By Madeleine Longwell
More than 150 world leaders met in Paris on Monday for the first day of a U.N. climate change meeting that will continue for nearly two weeks. This is the 21st annual summit organized by the U.N. with the intention of setting goals to slow and limit climate change caused by human behavior.
Over the 12-day summit, leaders will have the opportunity to discuss a number of issues relating to climate change internationally. However, carbon emissions are likely going to be the most-discussed issue.
The presence of too much carbon dioxide in the atmosphere is the biggest climate change problem our world faces today. In April of 2015, carbon dioxide reached 398.29 parts per million in the atmosphere, well above the “safe” limit of 350 ppm.
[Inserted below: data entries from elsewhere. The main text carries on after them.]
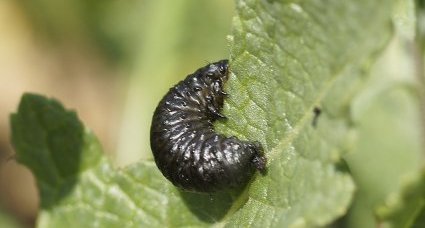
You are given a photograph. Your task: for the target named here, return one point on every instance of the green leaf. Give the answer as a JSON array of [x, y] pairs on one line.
[[286, 59], [406, 208]]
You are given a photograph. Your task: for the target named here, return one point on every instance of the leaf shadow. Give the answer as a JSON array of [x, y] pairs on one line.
[[211, 207]]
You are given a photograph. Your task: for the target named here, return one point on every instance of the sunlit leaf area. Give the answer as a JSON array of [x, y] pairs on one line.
[[333, 91]]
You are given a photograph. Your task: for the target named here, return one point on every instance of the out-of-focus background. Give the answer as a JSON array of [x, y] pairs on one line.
[[110, 61]]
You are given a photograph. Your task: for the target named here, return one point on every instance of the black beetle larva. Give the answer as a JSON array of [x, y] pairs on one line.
[[185, 146]]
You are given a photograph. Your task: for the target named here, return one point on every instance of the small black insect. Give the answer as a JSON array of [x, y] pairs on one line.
[[185, 146], [317, 111]]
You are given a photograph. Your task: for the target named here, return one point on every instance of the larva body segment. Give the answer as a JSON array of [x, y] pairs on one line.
[[185, 146]]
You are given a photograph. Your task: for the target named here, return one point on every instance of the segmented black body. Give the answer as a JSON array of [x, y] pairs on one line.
[[185, 146]]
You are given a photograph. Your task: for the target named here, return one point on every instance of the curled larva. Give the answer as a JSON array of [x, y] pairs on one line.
[[185, 146]]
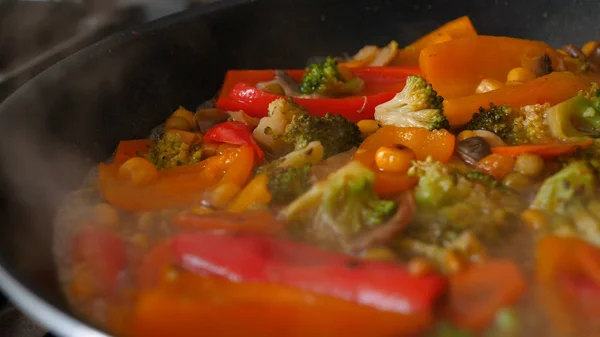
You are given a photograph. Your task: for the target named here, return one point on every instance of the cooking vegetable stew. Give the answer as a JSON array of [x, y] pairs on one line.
[[444, 188]]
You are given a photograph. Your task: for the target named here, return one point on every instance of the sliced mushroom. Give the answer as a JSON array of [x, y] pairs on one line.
[[385, 232], [473, 149]]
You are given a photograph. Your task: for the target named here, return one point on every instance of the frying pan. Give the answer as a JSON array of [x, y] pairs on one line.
[[57, 126]]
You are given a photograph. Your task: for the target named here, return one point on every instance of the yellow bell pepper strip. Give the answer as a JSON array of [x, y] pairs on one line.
[[456, 67], [128, 149], [457, 28], [178, 186], [552, 88], [255, 194], [187, 305], [438, 144]]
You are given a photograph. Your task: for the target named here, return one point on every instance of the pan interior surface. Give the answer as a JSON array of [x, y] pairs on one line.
[[73, 115]]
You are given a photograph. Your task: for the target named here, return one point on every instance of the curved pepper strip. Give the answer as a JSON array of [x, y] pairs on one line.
[[437, 144], [383, 285], [236, 133], [455, 68], [381, 85], [190, 305], [178, 186]]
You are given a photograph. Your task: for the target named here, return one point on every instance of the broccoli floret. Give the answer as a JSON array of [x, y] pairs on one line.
[[288, 183], [290, 124], [568, 199], [498, 119], [335, 209], [325, 79], [514, 126], [336, 133], [417, 105], [451, 200], [171, 151], [576, 117], [559, 190]]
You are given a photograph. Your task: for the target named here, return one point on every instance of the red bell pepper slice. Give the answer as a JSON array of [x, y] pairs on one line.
[[239, 92], [236, 133], [383, 285], [104, 256]]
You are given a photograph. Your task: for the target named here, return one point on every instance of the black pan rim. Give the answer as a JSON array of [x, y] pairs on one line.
[[58, 321]]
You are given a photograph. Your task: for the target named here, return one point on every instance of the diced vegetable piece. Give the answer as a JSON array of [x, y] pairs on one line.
[[191, 305], [456, 67], [476, 294], [131, 148], [552, 88]]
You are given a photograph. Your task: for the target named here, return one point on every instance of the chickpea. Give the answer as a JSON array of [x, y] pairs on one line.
[[138, 171], [529, 164], [391, 159]]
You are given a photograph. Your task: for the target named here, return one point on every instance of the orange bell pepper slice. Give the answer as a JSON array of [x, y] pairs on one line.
[[191, 305], [456, 67], [438, 144], [131, 148], [476, 294], [178, 186], [457, 28], [552, 88]]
As leaders work towards a climate deal, many focus on the biggest producers of carbon dioxide. Today, China contributes almost 30 percent of the world’s carbon dioxide emissions, followed by the U.S. at just under 20 percent.
For nations like China and the U.S., lowering carbon emissions is an attainable goal, but for India—which contributes to just over 5 percent of the world’s carbon emissions—the problem is much more difficult. To progress as a developing nation, India says it needs to increase its carbon emissions in the coming years.
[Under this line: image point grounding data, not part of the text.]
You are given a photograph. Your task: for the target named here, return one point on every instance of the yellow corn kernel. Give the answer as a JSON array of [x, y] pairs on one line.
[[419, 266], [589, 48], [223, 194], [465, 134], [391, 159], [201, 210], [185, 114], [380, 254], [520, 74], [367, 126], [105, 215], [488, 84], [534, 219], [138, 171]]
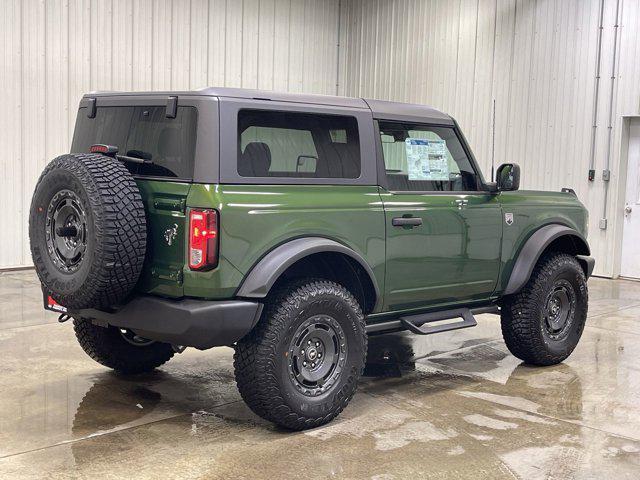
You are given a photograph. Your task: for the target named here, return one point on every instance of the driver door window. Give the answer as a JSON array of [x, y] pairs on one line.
[[423, 158]]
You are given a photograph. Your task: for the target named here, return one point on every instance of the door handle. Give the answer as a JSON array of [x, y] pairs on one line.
[[461, 203], [406, 221]]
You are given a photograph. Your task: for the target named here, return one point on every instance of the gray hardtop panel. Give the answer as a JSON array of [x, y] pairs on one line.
[[407, 112], [249, 94], [379, 108]]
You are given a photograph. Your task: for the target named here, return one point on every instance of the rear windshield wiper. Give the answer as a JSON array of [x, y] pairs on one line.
[[126, 158], [136, 156]]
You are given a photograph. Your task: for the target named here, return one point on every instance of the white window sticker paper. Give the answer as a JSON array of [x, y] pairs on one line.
[[427, 159]]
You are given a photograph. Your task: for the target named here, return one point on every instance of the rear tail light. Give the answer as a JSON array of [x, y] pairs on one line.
[[203, 239]]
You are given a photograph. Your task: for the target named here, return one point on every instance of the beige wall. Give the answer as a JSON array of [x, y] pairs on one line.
[[53, 51], [537, 59]]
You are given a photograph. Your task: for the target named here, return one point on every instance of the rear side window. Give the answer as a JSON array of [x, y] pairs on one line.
[[143, 132], [299, 145]]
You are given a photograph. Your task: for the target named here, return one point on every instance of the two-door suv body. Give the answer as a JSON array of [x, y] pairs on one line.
[[291, 227]]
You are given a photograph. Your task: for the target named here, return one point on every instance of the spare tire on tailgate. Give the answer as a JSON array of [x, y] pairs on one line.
[[87, 230]]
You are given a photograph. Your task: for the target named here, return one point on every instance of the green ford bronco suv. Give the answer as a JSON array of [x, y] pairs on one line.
[[291, 227]]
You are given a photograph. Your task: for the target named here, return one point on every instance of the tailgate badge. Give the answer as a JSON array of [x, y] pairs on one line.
[[508, 218], [171, 233]]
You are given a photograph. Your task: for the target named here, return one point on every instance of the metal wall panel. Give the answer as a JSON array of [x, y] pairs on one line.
[[536, 59], [53, 51]]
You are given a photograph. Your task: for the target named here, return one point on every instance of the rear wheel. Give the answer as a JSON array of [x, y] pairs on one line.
[[543, 323], [119, 349], [300, 366]]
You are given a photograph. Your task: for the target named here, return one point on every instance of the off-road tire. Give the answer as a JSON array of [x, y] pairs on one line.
[[261, 359], [523, 314], [107, 346], [116, 232]]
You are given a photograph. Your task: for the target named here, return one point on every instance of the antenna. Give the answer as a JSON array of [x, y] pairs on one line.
[[493, 141]]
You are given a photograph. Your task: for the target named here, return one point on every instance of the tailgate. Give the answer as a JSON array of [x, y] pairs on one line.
[[165, 206]]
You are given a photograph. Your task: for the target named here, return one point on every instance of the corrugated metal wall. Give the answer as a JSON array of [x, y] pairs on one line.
[[537, 59], [53, 51]]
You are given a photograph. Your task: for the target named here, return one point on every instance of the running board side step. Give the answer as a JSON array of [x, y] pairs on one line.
[[416, 323]]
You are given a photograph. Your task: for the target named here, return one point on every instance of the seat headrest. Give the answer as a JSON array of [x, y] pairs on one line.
[[255, 161]]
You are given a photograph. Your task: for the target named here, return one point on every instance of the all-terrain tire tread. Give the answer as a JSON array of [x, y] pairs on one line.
[[520, 313], [120, 225], [255, 356]]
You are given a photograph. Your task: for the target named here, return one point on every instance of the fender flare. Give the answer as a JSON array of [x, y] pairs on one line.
[[533, 248], [264, 274]]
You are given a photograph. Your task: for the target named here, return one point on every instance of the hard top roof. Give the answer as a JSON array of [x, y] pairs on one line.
[[379, 108]]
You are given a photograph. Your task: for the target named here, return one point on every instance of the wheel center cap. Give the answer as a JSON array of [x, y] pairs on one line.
[[312, 353]]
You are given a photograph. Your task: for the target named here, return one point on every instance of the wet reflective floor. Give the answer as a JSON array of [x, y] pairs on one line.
[[452, 405]]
According to the New York Times, the domestic climate change policy submitted by India before the Paris talks began not only included a “significant expansion of renewable energy” but would also see India’s carbon pollution “triple in the coming decades.”
For the U.S., a climate deal has very different effects. On Tuesday, after a meeting with five smaller nations, President Obama spoke at a news conference where he outlined the kind of climate deal the U.S. was looking for, “not just an agreement to roll back the pollution that threatens our planet, but an agreement that helps our economies grow.”
President Obama continued, saying that although establishing a climate deal upon which 200 nations can agree might be difficult, he remained optimistic about the progress over the next two weeks.
“I’m sure there will be moments over the next two weeks where progress seems stymied and everyone will rush to write that we are doomed, but I am convinced we’re going to get big things done here,” President Obama said.